Open Number Line - Decomposed Factors
Lesson 5 of 11
Objective: SWBAT model multiplication problems with decomposed factors on an open number line.
Students’ pathways to fluency include doubling (once is 2 facts, twice is a 4 facts, three times is 8 facts), using ten facts to figure out nine facts (10 groups less one group), and decomposing numbers into known facts (3.OA.7).
Today’s lesson focuses on using what you know, to figure out what you don’t. This strategy not only develops students’ flexibility in mathematical reasoning, it also supports an attitude of success.
My ultimate goal is that students flexibly manipulate numbers, applying what they already know to solve what they do not (yet) know.
A tool that helps students to use what they know to model their thinking is an open number line. Today I will show my students how to use the open number line to decompose one of the factors to create multiplication problems they do know, rather than stopping when confronted with a multiplication problem with larger numbers. When students decompose numbers to manipulate them, they are reasoning abstractly and quantitatively (MP4).

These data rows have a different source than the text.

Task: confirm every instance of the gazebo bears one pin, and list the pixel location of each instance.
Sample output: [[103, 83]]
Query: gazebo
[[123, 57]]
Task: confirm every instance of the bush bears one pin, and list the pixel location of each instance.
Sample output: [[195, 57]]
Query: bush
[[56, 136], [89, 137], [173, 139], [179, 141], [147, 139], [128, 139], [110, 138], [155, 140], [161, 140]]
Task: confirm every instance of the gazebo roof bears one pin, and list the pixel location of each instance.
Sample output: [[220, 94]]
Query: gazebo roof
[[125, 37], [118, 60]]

Did you see the Math Cat? (Show Me Video)
There are different ways for students to use this strategy, depending on their mathematical skills.
It's important that this is taught very clearly and deliberately. It is a useful strategy for many students, but it needs to be explained well so that it doesn't look intimidating or confusing.
After showing the student video, model 2 more examples on the whiteboard:
4 x 6 decomposed to (4 x 5) + (4 x 1) =
3 x 9 decomposed to (3 x 5) + (3 x 2) + (3 x 2) =
I use 2 or 3 different markers, in order to distinctly represent each parenthetical equation.
At the end of each example, I ask students to tell a partner:
- Something you understood that was new to you
- Something you almost understand, what else do you need to know to understand the idea?
- Something you find confusing. Why?
I listen to students' mini-conversations and then share out relevant/helpful/common questions or comments with the class. In the interest of keeping the lesson moving, it works better for me to paraphrase and insert appropriate math vocabulary when needed than to have individual students share out to the class as a whole.
I project problems onto the board and have most students copy it on their whiteboards. Again, I prepare several paper copies printed for students whose learning styles are best addressed by using a more durable medium.
As I go through each model, I note (when I could) on a copy of the study page if there are students who seem particularly confused. I write their initials next to the problem on which I note them struggling. That way I can make sure to check on those students first, when we get to the independent/peer practice.
The page is designed as gradual release, with the decomposition fully written out at the beginning, partially written out in the middle, and at the end I ask students to give me all the information. I wish I could print these in colors as it really seems to help some students keep track of the different steps of the process.
Some students decomposed facts into other facts that they don't know - for example, 9 broken down into 6 + 3, but they didn't know their 6 facts. Yes, I remind the student, these two numbers do add up to 9, but our goal is to break less familiar facts into 1, 2 and 5 because those are multiplication facts they all know by skip counting.
The independent practice is scaffolded in the same way as the guided practice was. Monitor the students to note if they've hit their learning threshold at a certain level. That way, instead of allowing it to go on to the frustration point, you can give them two more examples of the type of problem that is within their learning zone.
The objective is for students to practice, and to be successful at their work.
Ask students about patterns they observed while using decomposed factors and the open number line to solve for the product of a multiplication equation. Guide them towards making observations about 5s (5 or 0 in the ones place - or, if your students flipped things around, two different digits repeat in AB pattern in the ones place), 2s (always an even number in ones place). If they make extensions to other patterns, support them! Some will be starting to connect patterns with 2s to patterns with 4s and 8s, for example.